Justice Department brings new charges in Blackwater shootings
WASHINGTON The Justice Department Thursday brought fresh charges against four former Blackwater Worldwide security contractors, resurrecting an internationally charged case over a deadly 2007 shooting on the streets of Baghdad.
A new grand jury charges the men in a shooting that inflamed anti-American sentiment in Iraq and heightened diplomatic sensitivities amid an ongoing war. The men were hired to guard U.S. diplomats.

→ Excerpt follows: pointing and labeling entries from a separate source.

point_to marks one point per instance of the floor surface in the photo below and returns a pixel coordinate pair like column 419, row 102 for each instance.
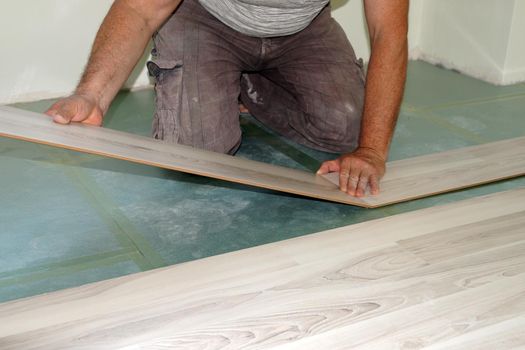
column 67, row 219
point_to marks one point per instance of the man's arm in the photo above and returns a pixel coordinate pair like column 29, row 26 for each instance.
column 119, row 44
column 388, row 26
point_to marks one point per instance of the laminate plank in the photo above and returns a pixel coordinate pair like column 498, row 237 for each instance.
column 429, row 323
column 405, row 180
column 506, row 335
column 354, row 287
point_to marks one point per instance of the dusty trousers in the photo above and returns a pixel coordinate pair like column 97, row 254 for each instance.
column 308, row 87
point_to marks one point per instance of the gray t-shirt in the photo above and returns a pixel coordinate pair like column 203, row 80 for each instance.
column 265, row 18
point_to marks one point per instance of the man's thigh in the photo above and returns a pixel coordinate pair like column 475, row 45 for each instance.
column 322, row 86
column 197, row 63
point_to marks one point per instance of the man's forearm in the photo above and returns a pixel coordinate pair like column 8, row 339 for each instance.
column 384, row 92
column 119, row 44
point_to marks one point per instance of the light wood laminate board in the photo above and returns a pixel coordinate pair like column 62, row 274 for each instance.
column 382, row 284
column 405, row 179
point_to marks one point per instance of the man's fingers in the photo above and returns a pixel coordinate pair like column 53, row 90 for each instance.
column 362, row 185
column 343, row 180
column 330, row 166
column 374, row 185
column 353, row 180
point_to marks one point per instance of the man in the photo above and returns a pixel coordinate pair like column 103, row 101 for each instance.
column 289, row 61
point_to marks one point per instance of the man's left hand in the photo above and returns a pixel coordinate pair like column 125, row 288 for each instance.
column 358, row 171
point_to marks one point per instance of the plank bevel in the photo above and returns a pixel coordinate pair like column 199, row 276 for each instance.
column 353, row 287
column 405, row 179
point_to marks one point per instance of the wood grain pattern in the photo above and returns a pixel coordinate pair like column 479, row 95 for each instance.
column 406, row 179
column 401, row 282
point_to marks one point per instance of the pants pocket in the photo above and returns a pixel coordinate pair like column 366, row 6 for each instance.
column 167, row 124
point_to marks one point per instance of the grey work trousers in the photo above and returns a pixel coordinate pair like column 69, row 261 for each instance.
column 308, row 87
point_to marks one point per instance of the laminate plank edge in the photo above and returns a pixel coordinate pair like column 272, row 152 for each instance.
column 405, row 179
column 274, row 283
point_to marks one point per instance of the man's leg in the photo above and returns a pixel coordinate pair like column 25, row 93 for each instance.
column 310, row 88
column 197, row 65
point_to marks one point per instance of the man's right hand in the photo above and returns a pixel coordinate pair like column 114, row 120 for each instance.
column 76, row 108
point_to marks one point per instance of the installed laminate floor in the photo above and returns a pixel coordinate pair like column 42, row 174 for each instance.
column 447, row 277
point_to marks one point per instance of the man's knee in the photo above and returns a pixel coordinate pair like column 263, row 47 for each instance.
column 335, row 126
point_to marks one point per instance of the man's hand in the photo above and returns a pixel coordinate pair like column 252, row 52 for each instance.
column 76, row 108
column 358, row 171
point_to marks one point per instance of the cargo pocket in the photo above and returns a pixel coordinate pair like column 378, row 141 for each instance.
column 167, row 124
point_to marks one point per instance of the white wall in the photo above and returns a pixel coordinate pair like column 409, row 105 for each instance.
column 480, row 38
column 350, row 14
column 514, row 70
column 45, row 43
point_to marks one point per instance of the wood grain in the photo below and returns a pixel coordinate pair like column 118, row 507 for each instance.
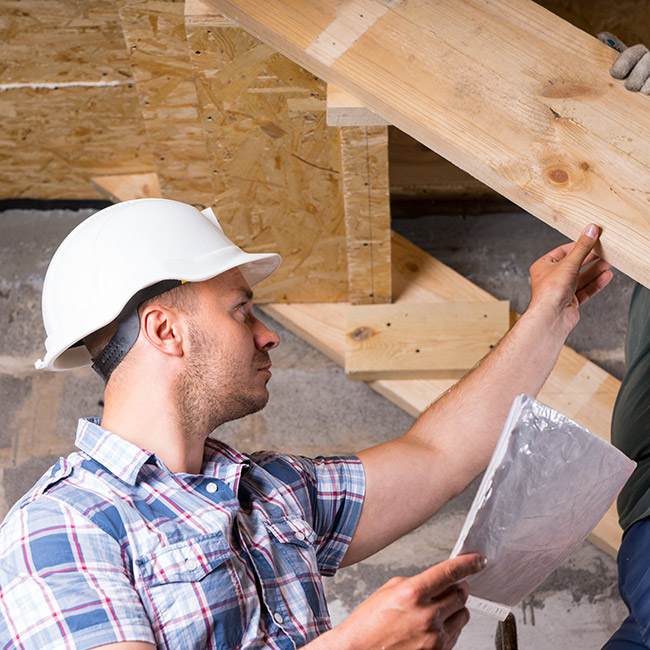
column 509, row 92
column 577, row 387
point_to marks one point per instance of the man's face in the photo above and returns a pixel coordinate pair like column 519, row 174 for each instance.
column 227, row 363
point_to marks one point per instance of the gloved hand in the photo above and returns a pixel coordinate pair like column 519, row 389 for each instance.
column 633, row 63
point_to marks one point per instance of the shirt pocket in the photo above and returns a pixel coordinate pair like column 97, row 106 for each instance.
column 192, row 593
column 294, row 553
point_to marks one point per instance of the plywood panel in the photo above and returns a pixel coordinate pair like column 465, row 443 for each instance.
column 274, row 163
column 67, row 102
column 576, row 387
column 506, row 90
column 421, row 341
column 155, row 37
column 364, row 161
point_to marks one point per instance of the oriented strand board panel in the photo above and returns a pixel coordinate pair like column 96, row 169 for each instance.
column 509, row 92
column 576, row 387
column 364, row 162
column 68, row 104
column 125, row 187
column 420, row 340
column 155, row 36
column 274, row 163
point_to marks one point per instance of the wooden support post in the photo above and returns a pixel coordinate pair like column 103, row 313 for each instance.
column 524, row 103
column 366, row 196
column 364, row 162
column 422, row 341
column 577, row 388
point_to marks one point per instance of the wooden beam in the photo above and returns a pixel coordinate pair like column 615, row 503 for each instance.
column 364, row 163
column 577, row 388
column 506, row 90
column 344, row 109
column 421, row 341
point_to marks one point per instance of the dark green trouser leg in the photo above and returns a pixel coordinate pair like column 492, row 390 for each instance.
column 631, row 418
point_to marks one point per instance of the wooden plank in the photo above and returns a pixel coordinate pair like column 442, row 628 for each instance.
column 274, row 162
column 421, row 341
column 524, row 102
column 124, row 187
column 155, row 37
column 344, row 109
column 576, row 387
column 364, row 162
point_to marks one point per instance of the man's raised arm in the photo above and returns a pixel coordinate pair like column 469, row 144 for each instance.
column 408, row 479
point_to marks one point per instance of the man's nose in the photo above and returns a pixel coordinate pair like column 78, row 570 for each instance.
column 265, row 339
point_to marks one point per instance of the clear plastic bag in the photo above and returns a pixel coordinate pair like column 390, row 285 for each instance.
column 549, row 482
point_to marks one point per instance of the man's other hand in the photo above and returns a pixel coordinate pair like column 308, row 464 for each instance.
column 425, row 612
column 632, row 64
column 566, row 278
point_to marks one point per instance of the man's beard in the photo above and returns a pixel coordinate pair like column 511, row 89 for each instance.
column 204, row 400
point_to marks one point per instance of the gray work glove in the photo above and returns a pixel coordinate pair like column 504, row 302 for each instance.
column 633, row 63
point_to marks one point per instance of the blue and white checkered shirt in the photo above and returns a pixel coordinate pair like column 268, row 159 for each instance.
column 111, row 546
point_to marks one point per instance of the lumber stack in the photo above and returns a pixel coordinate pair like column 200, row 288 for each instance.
column 506, row 90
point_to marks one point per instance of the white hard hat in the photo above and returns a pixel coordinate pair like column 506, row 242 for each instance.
column 120, row 251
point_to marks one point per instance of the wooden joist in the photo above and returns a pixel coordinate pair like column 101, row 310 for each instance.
column 420, row 340
column 577, row 388
column 506, row 90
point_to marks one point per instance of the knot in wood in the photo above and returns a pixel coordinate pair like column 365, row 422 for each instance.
column 362, row 333
column 557, row 175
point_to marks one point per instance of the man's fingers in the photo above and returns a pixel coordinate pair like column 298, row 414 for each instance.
column 596, row 285
column 627, row 60
column 583, row 246
column 591, row 273
column 435, row 580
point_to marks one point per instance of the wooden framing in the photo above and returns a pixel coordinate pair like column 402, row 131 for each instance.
column 421, row 340
column 506, row 90
column 577, row 388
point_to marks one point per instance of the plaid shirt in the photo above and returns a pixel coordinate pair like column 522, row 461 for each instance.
column 111, row 546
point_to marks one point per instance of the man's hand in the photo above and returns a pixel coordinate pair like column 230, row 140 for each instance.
column 566, row 278
column 633, row 63
column 424, row 612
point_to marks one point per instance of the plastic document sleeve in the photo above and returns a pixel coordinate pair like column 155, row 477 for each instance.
column 549, row 482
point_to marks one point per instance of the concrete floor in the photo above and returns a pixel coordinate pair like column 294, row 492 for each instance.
column 314, row 410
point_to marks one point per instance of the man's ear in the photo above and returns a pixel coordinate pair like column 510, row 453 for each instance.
column 163, row 329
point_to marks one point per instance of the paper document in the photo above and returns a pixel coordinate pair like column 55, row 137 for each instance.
column 549, row 482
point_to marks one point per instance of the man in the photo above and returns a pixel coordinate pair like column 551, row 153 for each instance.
column 154, row 534
column 630, row 435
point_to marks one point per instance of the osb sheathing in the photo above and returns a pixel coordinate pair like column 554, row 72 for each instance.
column 155, row 37
column 68, row 105
column 275, row 165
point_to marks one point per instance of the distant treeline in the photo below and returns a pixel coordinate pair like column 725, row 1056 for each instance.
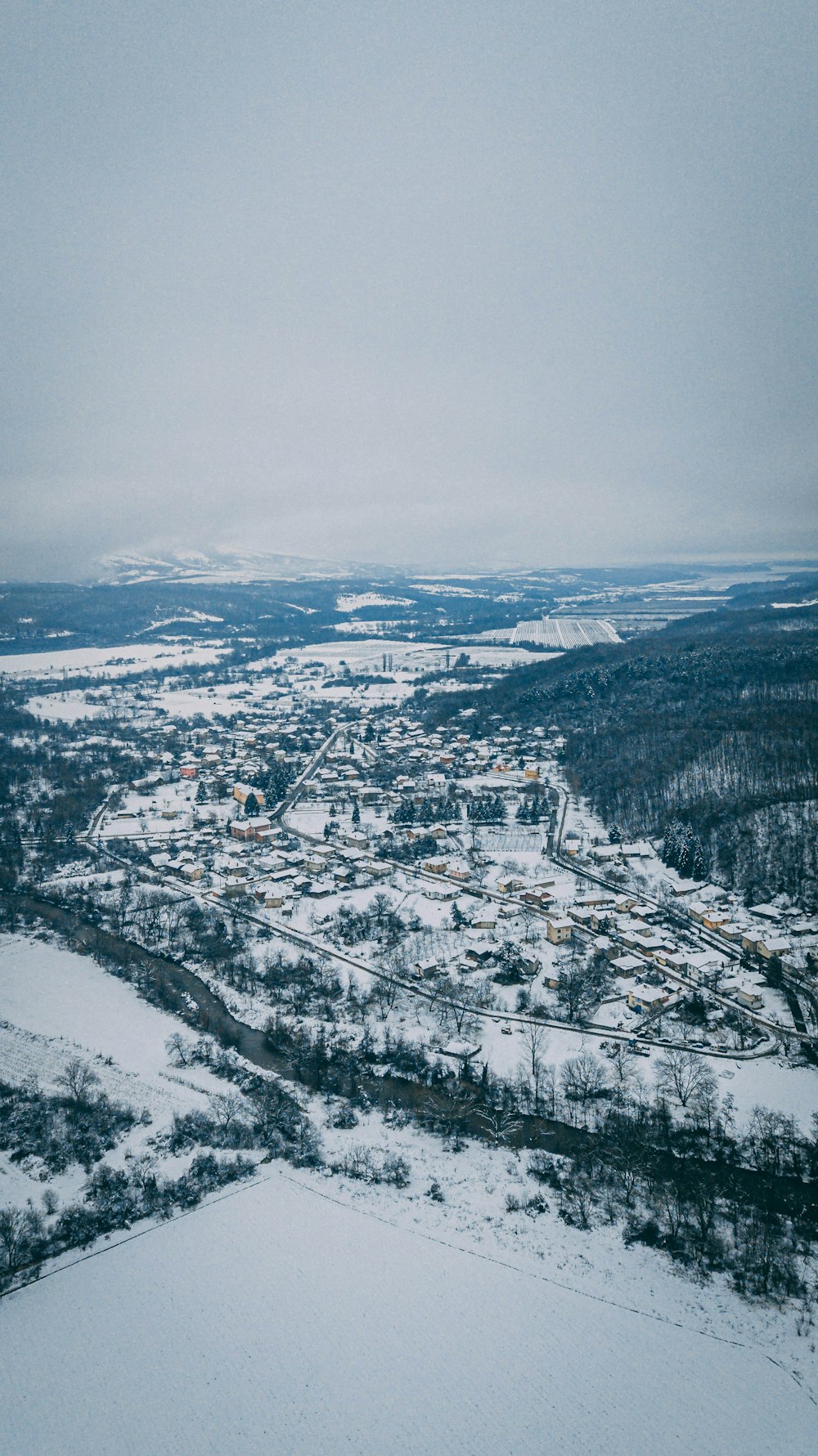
column 710, row 724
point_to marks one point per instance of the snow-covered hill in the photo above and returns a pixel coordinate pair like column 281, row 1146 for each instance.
column 221, row 565
column 281, row 1319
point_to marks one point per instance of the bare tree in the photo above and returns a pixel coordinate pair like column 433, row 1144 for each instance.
column 684, row 1075
column 225, row 1109
column 178, row 1050
column 536, row 1044
column 13, row 1235
column 501, row 1124
column 79, row 1081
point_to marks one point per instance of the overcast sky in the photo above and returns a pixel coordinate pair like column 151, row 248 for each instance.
column 452, row 283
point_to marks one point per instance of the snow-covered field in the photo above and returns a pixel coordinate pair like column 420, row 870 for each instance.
column 281, row 1319
column 108, row 661
column 74, row 1006
column 66, row 708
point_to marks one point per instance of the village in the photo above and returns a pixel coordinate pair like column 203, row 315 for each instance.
column 294, row 803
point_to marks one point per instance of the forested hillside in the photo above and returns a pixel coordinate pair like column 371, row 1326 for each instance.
column 710, row 725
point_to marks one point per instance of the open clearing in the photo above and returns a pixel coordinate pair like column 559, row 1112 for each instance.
column 283, row 1321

The guards are accused of opening fire in busy Nisoor Square on Sept. 16, 2007. Seventeen Iraqi civilians died, including women and children. Prosecutors say the heavily armed Blackwater convoy used machine guns and grenades in an unprovoked attack. Defense lawyers argue their clients are innocent men who were ambushed by Iraqi insurgents.
At the time, CBS News found the Iraqi witness accounts of the shootings were consistent. They said a four-vehicle Blackwater convoy drove into a traffic circle but was blocked by barriers protecting a maintenance crew, reported CBS News correspondent Elizabeth Palmer. The Blackwater guards threw water bottles, warning the cars to stop, but as one car continued to inch forward, Blackwater started shooting, instantly killing the driver.
The indictment revives a case that has lingered for years in Washington's federal court.
The guards were charged with manslaughter and weapons violations in 2008, but a federal judge the following year dismissed the case, ruling the Justice Department withheld evidence from a grand jury and violated the guards' constitutional rights. The dismissal outraged many Iraqis, who said it showed Americans consider themselves above the law. Vice President Joe Biden, speaking in Baghdad in 2010, expressed his "personal regret" for the shootings.
A federal appeals court reinstated the case in 2011, saying now-retired Judge Ricardo Urbina had wrongly interpreted the law.
Prosecutors again presented evidence before a grand jury, and U.S. District Judge Royce Lamberth gave the Justice Department until Monday to decide what to do with the case.
The defendants include Dustin Heard, a retired U.S. Marine from Knoxville, Tenn.; Evan Liberty, a retired U.S. Marine from Rochester, N.H.; Nick Slatten, a former U.S. Army sergeant from Sparta, Tenn., and Paul Slough, a U.S. Army veteran from Keller, Texas.
Slatten is charged with 14 counts of voluntary manslaughter and 16 counts of attempt to commit manslaughter; Liberty and Heard are charged with 13 counts of voluntary manslaughter and 16 counts of attempt to commit manslaughter; and Slough is charged with 13 counts of voluntary manslaughter and 18 counts of attempt to commit manslaughter. All four were also charged with one count of using and discharging a firearm during and in relation to a crime of violence.
They were charged under the Military Extraterritorial Jurisdiction Act, a statute that allows the government to prosecute certain government employees and contractors for crimes committed overseas. Defense lawyers have argued that statute does not apply in this case since the guards were working as State Department contractors, not for the military.
Prosecutors last month agreed to dismiss their case against a fifth guard, Donald Ball, a retired Marine from West Valley City, Utah. A sixth guard, Jeremy Ridgeway of California, pleaded guilty and is awaiting sentencing.
The Justice Department had earlier dropped Slatten from the case, but after the appeals court decision reinstated the prosecution, the government said he remained a defendant.
The company formerly known as Blackwater Worldwide is under new ownership and is now headquartered in Virginia. It had changed its name to Xe Services, but the company was sold to a group of investors who then changed the name to Academi.
Blackwater founder Erik Prince is no longer affiliated with the company.
In moving forward with the case, the government will seek to overcome some of the legal problems that have dogged the prosecution. The case ran into trouble because the State Department promised the guards that their statements explaining what happened would not be used for criminal prosecution. The five guards told investigators that they fired their weapons, a crucial admission. Because of a limited immunity deal, prosecutors had to build their case without those statements, a high legal hurdle. In dismissing the case, Urbina said prosecutors had read the statements, reviewed them in the investigation and used them to question witnesses and get search warrants.
Court documents also reveal conflicting evidence, with some witnesses saying the Blackwater convoy was under fire and others saying it was not.